- Born: 20 January 1841
- Died: 12 September 1912 (aged 71) Brighton, East Sussex, England
- Education: Bedford School
- Allegiance: United Kingdom
- Branch: British Indian Army
- Service years: 1857–1895
- Rank: Major General
- Conflicts: Indian Mutiny
- Relations: General Sir George Erskine (son)

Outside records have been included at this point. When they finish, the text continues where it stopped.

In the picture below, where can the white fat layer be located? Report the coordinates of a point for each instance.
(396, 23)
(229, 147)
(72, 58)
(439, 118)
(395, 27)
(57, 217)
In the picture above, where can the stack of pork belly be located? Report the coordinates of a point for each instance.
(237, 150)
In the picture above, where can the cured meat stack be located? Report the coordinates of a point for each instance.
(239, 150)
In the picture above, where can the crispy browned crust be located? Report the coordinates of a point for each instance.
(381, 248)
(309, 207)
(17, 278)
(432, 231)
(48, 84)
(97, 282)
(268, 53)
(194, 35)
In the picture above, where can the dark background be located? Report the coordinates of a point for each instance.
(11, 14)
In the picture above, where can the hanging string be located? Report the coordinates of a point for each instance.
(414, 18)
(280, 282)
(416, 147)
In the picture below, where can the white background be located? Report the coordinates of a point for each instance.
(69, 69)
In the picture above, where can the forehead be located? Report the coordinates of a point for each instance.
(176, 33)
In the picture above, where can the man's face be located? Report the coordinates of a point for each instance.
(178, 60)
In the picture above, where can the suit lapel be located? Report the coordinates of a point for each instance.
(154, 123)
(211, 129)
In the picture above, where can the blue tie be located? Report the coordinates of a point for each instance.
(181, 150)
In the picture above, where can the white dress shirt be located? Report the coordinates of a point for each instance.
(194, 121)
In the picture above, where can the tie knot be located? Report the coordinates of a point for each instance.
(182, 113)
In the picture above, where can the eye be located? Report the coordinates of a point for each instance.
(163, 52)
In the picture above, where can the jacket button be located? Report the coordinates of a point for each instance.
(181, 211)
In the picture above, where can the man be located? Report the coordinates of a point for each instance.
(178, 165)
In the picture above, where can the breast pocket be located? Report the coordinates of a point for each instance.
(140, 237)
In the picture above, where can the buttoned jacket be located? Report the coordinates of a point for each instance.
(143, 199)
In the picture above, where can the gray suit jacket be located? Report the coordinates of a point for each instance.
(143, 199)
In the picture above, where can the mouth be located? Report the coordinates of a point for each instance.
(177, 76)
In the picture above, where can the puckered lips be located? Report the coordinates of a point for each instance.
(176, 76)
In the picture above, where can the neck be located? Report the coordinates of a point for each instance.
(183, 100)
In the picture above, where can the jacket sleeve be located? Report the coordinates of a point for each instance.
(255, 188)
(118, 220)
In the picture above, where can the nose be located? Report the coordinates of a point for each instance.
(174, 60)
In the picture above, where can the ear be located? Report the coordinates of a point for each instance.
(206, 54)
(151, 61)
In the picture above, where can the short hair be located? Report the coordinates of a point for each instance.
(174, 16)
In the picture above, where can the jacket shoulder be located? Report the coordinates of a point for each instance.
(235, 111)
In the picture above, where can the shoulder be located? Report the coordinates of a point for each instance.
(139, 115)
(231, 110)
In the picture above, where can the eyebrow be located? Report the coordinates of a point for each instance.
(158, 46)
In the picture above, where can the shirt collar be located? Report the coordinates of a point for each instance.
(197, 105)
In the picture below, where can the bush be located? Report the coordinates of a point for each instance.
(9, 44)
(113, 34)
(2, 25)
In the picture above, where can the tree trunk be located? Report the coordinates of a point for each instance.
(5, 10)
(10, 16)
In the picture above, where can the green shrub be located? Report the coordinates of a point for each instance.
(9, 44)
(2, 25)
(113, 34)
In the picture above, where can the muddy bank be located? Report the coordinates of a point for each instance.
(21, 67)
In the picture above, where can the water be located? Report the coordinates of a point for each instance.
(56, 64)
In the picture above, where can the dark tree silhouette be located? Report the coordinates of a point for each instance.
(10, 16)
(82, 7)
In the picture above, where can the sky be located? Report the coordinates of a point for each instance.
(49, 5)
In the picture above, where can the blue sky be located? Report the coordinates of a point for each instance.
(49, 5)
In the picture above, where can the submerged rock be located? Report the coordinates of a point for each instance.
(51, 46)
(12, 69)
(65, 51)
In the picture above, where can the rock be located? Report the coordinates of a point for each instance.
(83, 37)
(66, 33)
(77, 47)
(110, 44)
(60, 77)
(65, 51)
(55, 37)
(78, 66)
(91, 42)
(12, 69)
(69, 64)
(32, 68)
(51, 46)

= George Elphinstone Erskine =

British Indian Army general (1841-1912)

Major General George Elphinstone Erskine (20 January 1841 – 12 September 1912) was a senior British Indian Army officer who served in India during the Indian Mutiny in 1857.

==Biography==
Born on 20 January 1841, George Elphinstone Erskine was educated at Bedford School. He entered the British Indian Army in 1857 and served in India during the Indian Mutiny, between 1857 and 1858. He served on the Oudh Commission between 1863 and 1889 and was appointed commissioner to investigate landlord-tenant relations in Oudh State in 1883. He was appointed to the commission for the amalgamation of the governments of the North-Western Provinces and Oudh State in 1889.

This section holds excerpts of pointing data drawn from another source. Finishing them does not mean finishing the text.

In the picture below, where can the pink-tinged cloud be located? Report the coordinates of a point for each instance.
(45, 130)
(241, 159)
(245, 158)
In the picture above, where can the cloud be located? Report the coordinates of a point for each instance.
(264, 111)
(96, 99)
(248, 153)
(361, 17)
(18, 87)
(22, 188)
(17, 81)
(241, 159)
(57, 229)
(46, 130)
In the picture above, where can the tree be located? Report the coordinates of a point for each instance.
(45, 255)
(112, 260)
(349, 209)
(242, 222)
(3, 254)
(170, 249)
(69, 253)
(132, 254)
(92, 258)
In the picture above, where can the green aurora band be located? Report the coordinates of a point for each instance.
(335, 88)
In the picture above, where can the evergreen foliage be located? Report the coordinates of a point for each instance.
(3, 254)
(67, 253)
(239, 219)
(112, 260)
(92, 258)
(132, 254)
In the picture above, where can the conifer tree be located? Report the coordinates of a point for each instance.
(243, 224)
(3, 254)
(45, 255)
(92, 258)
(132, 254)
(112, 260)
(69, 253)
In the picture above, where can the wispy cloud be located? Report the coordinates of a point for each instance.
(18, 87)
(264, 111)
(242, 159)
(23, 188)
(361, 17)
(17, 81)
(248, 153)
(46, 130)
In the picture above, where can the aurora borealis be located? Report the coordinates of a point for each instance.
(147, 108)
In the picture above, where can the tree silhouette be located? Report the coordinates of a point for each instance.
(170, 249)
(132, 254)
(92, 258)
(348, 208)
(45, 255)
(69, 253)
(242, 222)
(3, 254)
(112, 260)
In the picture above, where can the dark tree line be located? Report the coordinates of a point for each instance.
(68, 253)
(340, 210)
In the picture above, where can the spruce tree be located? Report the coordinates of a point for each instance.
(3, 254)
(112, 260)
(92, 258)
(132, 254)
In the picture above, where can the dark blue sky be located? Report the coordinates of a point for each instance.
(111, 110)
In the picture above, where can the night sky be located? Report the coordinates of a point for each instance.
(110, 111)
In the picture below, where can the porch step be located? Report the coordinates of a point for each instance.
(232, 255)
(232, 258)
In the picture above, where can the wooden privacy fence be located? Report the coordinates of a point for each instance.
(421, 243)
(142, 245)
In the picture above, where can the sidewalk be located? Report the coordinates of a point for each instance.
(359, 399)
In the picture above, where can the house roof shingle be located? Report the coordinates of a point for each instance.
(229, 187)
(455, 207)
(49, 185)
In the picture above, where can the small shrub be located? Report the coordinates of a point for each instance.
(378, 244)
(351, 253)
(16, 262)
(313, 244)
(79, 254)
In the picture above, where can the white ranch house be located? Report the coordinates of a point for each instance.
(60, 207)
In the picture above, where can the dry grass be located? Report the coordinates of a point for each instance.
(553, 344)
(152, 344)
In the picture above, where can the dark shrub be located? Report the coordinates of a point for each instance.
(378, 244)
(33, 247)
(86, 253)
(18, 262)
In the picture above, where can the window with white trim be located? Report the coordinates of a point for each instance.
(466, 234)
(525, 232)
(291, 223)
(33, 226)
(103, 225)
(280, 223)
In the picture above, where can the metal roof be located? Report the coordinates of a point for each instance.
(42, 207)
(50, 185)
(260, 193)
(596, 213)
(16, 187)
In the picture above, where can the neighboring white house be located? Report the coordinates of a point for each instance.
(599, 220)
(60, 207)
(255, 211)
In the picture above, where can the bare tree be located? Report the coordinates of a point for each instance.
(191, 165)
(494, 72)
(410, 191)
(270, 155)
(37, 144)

Erskine retired in 1895 and died in Brighton on 12 September 1912.

==Family==
Erskine married twice. His first wife was Blanche Cates, daughter of George Cates. His second wife was Eva Constance Sarah Edwards, daughter of Canon Ebenezer Wood Edwards. He had issue, three sons who all joined the army. By his first wife:
- Lieutenant Colonel Keith Erskine (1863–1914), Indian Army
- Captain Charles Ellis Hay Erskine (1866–1902), Indian Staff Corps, who died aged 36.